Knowledge/Skills/Abilities
• Position requires extensive knowledge in Medicare plans to include DSNP, HIDE, FIDE, EAE, AIP, etc.
• Provides direct oversight, monitoring and training of provider disputes and appeals to ensure adherence with Medicare standards and requirements related to member and provider dispute/appeals processing.
•Requires state level knowledge and experience of Integrated Dual plans apply state level requirements to meet contract and regulatory expectations.

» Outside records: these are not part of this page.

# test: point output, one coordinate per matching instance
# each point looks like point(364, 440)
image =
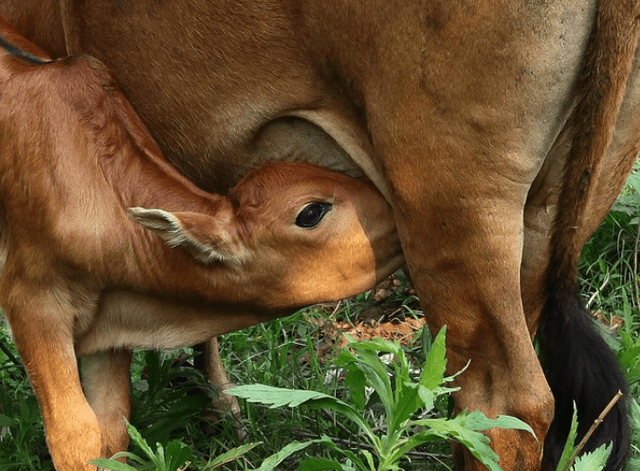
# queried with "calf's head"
point(289, 235)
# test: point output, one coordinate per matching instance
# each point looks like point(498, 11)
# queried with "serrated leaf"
point(274, 460)
point(178, 454)
point(230, 456)
point(434, 368)
point(112, 465)
point(138, 440)
point(477, 421)
point(570, 444)
point(355, 382)
point(277, 397)
point(320, 464)
point(594, 460)
point(476, 442)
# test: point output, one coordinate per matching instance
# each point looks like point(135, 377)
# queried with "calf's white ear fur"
point(201, 235)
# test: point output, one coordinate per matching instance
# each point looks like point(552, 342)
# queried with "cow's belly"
point(215, 99)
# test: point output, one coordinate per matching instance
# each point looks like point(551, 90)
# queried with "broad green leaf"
point(436, 364)
point(230, 456)
point(426, 396)
point(112, 465)
point(320, 464)
point(355, 382)
point(274, 460)
point(594, 460)
point(477, 421)
point(277, 397)
point(570, 444)
point(138, 440)
point(476, 442)
point(7, 421)
point(409, 401)
point(177, 454)
point(369, 458)
point(353, 462)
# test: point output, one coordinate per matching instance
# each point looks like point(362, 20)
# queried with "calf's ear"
point(205, 237)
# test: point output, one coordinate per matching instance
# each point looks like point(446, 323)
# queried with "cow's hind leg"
point(41, 324)
point(210, 362)
point(106, 378)
point(463, 244)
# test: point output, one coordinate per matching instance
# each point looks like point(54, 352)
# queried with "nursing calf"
point(105, 247)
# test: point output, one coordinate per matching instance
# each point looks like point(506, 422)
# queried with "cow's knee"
point(518, 450)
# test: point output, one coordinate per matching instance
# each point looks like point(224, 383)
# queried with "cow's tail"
point(579, 365)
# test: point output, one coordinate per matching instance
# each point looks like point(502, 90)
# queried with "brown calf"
point(500, 131)
point(85, 267)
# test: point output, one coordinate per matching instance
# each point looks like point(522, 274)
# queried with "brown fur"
point(458, 112)
point(80, 277)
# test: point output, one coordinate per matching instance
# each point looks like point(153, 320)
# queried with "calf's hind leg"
point(106, 378)
point(210, 362)
point(41, 327)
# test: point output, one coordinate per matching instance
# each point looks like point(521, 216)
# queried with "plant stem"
point(592, 429)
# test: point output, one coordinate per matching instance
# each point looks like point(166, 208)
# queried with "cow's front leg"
point(41, 322)
point(463, 247)
point(106, 378)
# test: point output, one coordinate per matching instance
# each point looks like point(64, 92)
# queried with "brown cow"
point(78, 276)
point(500, 132)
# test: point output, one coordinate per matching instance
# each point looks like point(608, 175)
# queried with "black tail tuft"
point(581, 368)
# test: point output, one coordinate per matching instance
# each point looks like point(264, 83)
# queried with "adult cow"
point(500, 131)
point(78, 277)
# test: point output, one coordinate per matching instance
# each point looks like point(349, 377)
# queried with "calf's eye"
point(312, 214)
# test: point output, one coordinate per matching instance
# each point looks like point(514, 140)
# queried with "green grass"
point(171, 399)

• Establishes Appeals & Grievances department policies and procedures in line with federal and state regulations.
Establishes internal key performance metrics in line with state and federal regulations. Responsible for managing the Appeals and Grievance department inventories within the key performance requirements.
• Coordinates with Customer/Member services, Provider Services, Sales, Enrollment, UM, Case Management, Claims, and other departments within Molina Medicare and Medicaid regarding A&G operations and dependencies.

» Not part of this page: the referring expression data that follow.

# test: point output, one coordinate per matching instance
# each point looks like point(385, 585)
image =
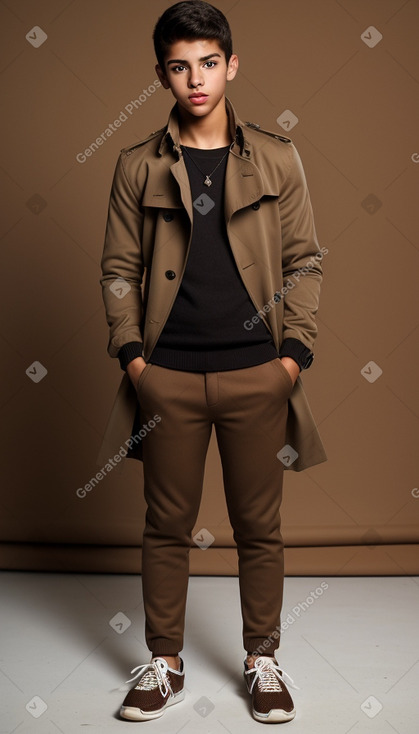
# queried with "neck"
point(210, 131)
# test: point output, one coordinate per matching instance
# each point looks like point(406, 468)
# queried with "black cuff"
point(128, 352)
point(297, 351)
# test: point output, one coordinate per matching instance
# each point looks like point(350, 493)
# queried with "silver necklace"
point(207, 179)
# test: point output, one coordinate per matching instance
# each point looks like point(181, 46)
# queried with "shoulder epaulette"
point(257, 127)
point(130, 148)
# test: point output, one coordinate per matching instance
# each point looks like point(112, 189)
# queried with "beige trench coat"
point(273, 240)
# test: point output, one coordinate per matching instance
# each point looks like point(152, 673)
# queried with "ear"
point(162, 76)
point(233, 66)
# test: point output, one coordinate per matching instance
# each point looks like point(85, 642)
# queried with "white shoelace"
point(269, 674)
point(155, 674)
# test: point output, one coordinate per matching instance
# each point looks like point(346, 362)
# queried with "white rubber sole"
point(275, 716)
point(135, 714)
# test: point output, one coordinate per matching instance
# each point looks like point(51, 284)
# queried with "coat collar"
point(170, 140)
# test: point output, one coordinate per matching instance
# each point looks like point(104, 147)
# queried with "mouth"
point(198, 98)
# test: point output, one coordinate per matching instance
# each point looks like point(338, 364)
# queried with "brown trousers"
point(248, 408)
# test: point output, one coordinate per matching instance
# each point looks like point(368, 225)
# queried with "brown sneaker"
point(159, 687)
point(271, 700)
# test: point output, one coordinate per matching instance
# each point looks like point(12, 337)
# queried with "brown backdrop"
point(355, 95)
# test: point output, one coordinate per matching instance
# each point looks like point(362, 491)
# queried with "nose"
point(195, 78)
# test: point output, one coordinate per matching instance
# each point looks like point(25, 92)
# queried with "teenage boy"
point(211, 277)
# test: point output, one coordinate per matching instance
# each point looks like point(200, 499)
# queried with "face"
point(196, 72)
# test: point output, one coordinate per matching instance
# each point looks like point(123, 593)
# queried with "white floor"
point(69, 642)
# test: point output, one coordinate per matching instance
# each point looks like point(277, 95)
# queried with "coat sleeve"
point(122, 264)
point(301, 256)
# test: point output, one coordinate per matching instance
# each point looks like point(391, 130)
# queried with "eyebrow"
point(184, 61)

• Responsible for the A&G department service levels to include internal and external reporting requirements.
• Reviews and analyzes, collects data along with audit results on unit's performance; analyzes and interprets trends and prepares reports that identify root causes for Appeals, Grievances, and Provider Disputes. Recommends and implements process improvements to achieve member/provider satisfaction or operational effectiveness/efficiencies which contribute to Molina Medicare's maximum STAR ratings.
Job Qualifications
Required Education
Associate's Degree or 4 years of Medicare experience
Required Experience
• 7 years experience in healthcare claims review and/or member appeals and grievance processing/resolution, including 3 years in a manager role.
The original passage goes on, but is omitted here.